5 Things To Think About When Considering Bankruptcy

"You hand over all your assets. Everything that has value and can be sold to pay off your creditors.  But that doesn’t have to include your home, if you don’t have significant equity in it."

Filing for personal bankruptcy still carries a powerful stigma today. The word creates fear of irresponsible consumption. There are a lot of myths and rumours surrounding bankruptcy making it unclear if it may be the best financial solution for you. Personal finance expert Bruce Sellery provides a guide to personal bankruptcy to consider.

  1. What are you hearing from people right now?
    There are two groups of people.  Those who are dealing with the financial strain of the pandemic and those who aren’t.  The first group has deferred their mortgage and their utility bills.  The second is annoyed that they can’t book a winter vacation because they don’t know if the borders will be open. For those feeling the financial strain, they are stressed. They are exhausted. And they are afraid. So, this conversation is for them. We are going to take care of them today. And there is hope: This process is hard for many to talk about but you’ll feel 1,000% better about the world once it’s done.
  2. Just hearing the word “bankruptcy” can be stressful for people. Why is that?
    Many people get the definition of bankruptcy wrong. They think the word bankruptcy means, “A person who is lazy and bad and terrible with money.  See also “social pariah.” It means NONE of those things.
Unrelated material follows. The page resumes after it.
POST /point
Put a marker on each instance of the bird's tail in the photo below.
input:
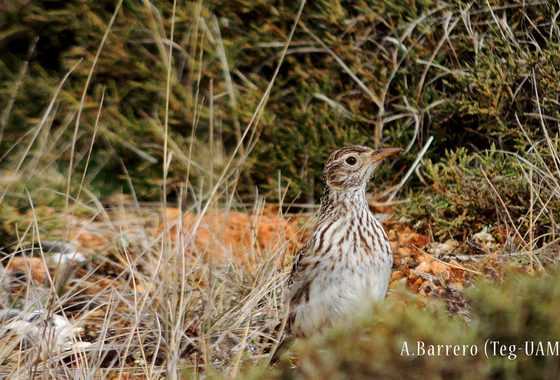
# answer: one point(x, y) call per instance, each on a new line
point(280, 349)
Bankruptcy is a “legal procedure designed to provide financial relief to people with an overwhelming debt burden” To quote the bankruptcy act: “It permits an honest debtor, who has been unfortunate to make a fresh start”. It doesn’t say anything about your character.  You will not go to jail and you will not lose your job. That being said doesn’t mean that it is easy. And should be entered into lightly, but it isn’t helpful to add all the shame to it.  It also isn’t the only option. There are other options.
  3. What are some of the other options?
    It depends on what’s going on in your personal situation – how much debt you have, and what other income and assets you have. Maybe you could sell some assets to clear your debts, or get a debt consolidation loan at a lower rate. Or you might be able to do something called a “Consumer Proposal”. You work with a trustee to make an offer to creditors a portion of what you owe them. A consumer proposal is simpler than bankruptcy and can be cheaper and you’re not required to surrender any assets.
  4. How do you figure out which is the best one for you?
    Start by talking to a non-profit credit counsellor. Look for one online. They will talk to you and get a sense of what you “own” and what you “owe”.  They can take you through the options. If a consumer proposal or bankruptcy filing seems to make sense, they can help you find a “licensed insolvency trustee”. The trustees are for-profit. They are selling a service like an accountant or a lawyer and they are paid by the creditors. This person will then take you through the process. Some trustees are a bit wary of the non-profit counsellors, arguing that you’re going to pay more to discharge your debt. But they make their money when debtors work with them on a filing.
  5. So, say you decide to file for bankruptcy.  What happens?
    You hand over all your assets. Everything that has value and can be sold to pay off your creditors.  But that doesn’t have to include your home, if you don’t have significant equity in it. But there are some exemptions, and they differ depending on where you live: For example, clothing, household furnishings, a car up to a certain value. Basically – there are some protections to ensure that they can still live. And your credit rating will be shot for 6 years. But that might not matter, because it might be shot already. That’s no walk in the park, but the objective is that you can get a fresh start and rebuild your finances.